Investing

Responsible investing – a glossary

13 October 2020

Money & Life team

Money & Life contributors draw on their diverse range of experience to present you with insights and guidance that will help you manage your financial wellbeing, achieve your lifestyle goals and plan for your financial future.

When we take a closer look at what is meant by responsible, ethical or sustainable investing, a whole new vocabulary comes into play. In this guide, we offer simple definitions of the more common terms you may come across when exploring responsible investing opportunities for your clients.

Responsible investing

The United Nations Principles for Responsible Investment (UNPRI) offers the following definition of Responsible Investing.

“The PRI defines responsible investment as a strategy and practice to incorporate environmental, social and governance (ESG) factors in investment decisions and active ownership.”

What this definition doesn’t explain is that a responsible investment approach acknowledges how important these ESG factors can be, both for individual investments, and for creating the stable, well-functioning and well-governed social, environmental and economic systems on which ongoing investment returns depend.
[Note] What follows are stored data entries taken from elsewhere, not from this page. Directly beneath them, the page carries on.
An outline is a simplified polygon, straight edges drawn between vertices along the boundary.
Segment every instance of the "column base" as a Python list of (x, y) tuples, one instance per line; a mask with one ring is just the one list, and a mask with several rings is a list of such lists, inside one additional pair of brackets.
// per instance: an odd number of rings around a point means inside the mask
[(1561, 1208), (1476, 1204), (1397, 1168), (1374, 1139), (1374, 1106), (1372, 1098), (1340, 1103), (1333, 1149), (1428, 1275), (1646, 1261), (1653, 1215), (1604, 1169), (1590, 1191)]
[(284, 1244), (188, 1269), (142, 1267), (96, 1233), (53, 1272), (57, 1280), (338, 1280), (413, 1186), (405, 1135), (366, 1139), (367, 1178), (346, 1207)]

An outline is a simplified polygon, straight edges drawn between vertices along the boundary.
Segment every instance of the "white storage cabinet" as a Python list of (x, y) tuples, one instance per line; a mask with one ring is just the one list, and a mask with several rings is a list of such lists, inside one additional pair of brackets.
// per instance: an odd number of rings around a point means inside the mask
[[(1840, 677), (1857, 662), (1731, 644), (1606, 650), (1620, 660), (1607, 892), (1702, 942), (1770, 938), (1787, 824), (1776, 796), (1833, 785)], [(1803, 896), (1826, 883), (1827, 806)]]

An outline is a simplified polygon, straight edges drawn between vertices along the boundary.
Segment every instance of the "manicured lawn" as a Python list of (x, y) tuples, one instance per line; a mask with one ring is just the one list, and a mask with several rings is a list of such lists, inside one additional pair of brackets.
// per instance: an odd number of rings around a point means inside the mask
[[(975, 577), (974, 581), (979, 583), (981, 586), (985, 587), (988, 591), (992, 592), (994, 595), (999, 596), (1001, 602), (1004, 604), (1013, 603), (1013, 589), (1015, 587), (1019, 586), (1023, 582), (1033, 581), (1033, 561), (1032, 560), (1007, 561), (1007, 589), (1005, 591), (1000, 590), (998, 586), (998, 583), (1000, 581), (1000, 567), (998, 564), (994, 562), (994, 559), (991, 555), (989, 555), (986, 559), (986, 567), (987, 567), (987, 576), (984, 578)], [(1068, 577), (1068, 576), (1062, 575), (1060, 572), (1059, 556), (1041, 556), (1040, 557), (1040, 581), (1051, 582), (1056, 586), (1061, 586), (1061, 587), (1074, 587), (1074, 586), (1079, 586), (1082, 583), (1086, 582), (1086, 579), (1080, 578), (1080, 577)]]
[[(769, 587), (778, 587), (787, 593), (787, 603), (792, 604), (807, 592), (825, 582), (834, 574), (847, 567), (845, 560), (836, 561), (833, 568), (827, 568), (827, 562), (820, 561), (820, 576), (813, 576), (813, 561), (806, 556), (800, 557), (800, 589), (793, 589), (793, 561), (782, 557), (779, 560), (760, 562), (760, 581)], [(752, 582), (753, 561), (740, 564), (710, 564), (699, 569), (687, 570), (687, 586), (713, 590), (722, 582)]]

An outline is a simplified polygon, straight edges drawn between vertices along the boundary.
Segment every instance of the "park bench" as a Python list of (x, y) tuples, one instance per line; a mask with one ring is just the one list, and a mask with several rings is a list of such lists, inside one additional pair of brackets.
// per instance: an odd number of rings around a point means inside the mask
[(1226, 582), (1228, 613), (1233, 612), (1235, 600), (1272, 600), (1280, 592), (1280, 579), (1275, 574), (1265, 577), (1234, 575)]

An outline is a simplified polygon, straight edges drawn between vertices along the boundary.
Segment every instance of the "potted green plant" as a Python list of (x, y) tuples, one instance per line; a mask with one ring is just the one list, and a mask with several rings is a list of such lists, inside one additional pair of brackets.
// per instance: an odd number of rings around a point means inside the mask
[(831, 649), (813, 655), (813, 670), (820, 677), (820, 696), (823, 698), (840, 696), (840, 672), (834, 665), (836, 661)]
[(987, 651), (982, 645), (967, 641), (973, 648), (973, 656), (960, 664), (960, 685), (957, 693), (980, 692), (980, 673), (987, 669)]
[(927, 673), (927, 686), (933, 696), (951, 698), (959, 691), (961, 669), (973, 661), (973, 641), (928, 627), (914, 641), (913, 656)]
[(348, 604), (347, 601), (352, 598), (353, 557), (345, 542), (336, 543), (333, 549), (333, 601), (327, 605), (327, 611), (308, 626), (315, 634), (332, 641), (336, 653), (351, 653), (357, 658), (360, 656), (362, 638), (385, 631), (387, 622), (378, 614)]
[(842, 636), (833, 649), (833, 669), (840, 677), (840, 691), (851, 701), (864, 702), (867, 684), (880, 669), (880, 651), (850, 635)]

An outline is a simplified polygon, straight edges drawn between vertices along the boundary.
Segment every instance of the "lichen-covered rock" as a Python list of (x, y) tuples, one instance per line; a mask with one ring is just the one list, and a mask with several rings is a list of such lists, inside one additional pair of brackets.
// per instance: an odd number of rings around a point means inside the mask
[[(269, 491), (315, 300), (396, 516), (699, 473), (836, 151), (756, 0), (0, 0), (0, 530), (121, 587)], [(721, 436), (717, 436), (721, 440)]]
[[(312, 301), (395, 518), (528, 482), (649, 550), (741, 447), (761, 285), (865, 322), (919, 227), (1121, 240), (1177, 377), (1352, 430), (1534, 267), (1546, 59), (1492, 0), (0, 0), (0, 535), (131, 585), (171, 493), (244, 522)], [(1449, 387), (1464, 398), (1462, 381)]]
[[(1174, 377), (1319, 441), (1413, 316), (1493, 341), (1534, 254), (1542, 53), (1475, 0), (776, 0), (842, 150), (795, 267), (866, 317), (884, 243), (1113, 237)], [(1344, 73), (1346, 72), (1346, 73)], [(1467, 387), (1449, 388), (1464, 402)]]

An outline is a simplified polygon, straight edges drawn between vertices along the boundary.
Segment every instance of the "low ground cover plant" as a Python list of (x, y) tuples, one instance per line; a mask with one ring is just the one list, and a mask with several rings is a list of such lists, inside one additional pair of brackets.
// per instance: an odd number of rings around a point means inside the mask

Many investors now recognise that investment non-financial and financial value creation are both important, because each depends on the other.

Many people may use terms like sustainable and ethical investing instead of responsible investing and these phrases can often mean different things to different people. Responsible investment is perhaps a more universally understood term, given the UN has put forward the Principles for Responsible Investment as a global standard for incorporating ESG issues into investment practice.

Find out more about the UNPRI

United Nations Sustainable Development Goals (UNSDGs)

In addition to signing up to the UNPRI, many responsible investment products and strategies are also modelled around supporting progress with the UN Sustainable Development Goals (SDGs). They are a collection of 17 goals which set out to end poverty and injustice and protect our planet and all living things. The goals were established in 2015 and include targets to achieve by 2030.

While the SDGs provide a framework for a more just, fair and sustainable world, there is no guaranteed source of funding to support progress towards these goals. It is hoped that governments, private companies and investors will all make a contribution to reaching SDG targets through their decisions and activities. In the investment world, there already exist many opportunities to invest capital in private companies and other assets that are seen to be making a positive contribution to one or more UN SDGs. This alignment with SDGs is one of a number of responsible investment themes adopted by investment strategies. Others might be low carbon or alignment with the Paris Climate agreement or other internationally recognised standards for sustainability.

ESG

ESG is an acronym that stands for Environmental, Social and Governance. It is an umbrella term for the components of a responsible approach to investing. But as a term it is applied to a whole range of investment approaches and outcomes. So when someone describes a product as being managed or screened for ESG, this can mean many things.  

The Responsible Investment Association of Australia (RIAA) provides an explainer to help you understand the different way that ESG screens, benchmarks and criteria might be used in responsible investment strategies and products.

Sustainable finance

The goal of sustainable finance initiatives is to better align financial institutions and their activities to support better ESG outcomes. That means the activities and impacts for the whole value chain in the finance sector – lenders, borrowers, deposit holders, investors, insurers and more – need to be considered in the light of ESG criteria.

Green finance is a term sometimes used instead of sustainable finance, or to describe a sub-category that aligns specifically to better environmental outcomes.  

Find out more about the Australian Sustainable Finance Initiative (ASFI)

Impact investing

Impact investing is quite different to applying ESG criteria to decide which assets to invest in. These investments are made to generate a measurable positive social and environmental impact as well as a financial return.

However, as with ESG, there are can also be many different measures of impact and types of impact. The Impact Management Project provides more information on some norms of impact management for companies and investors as well as a simplified measure of impact performance from an investor’s perspective.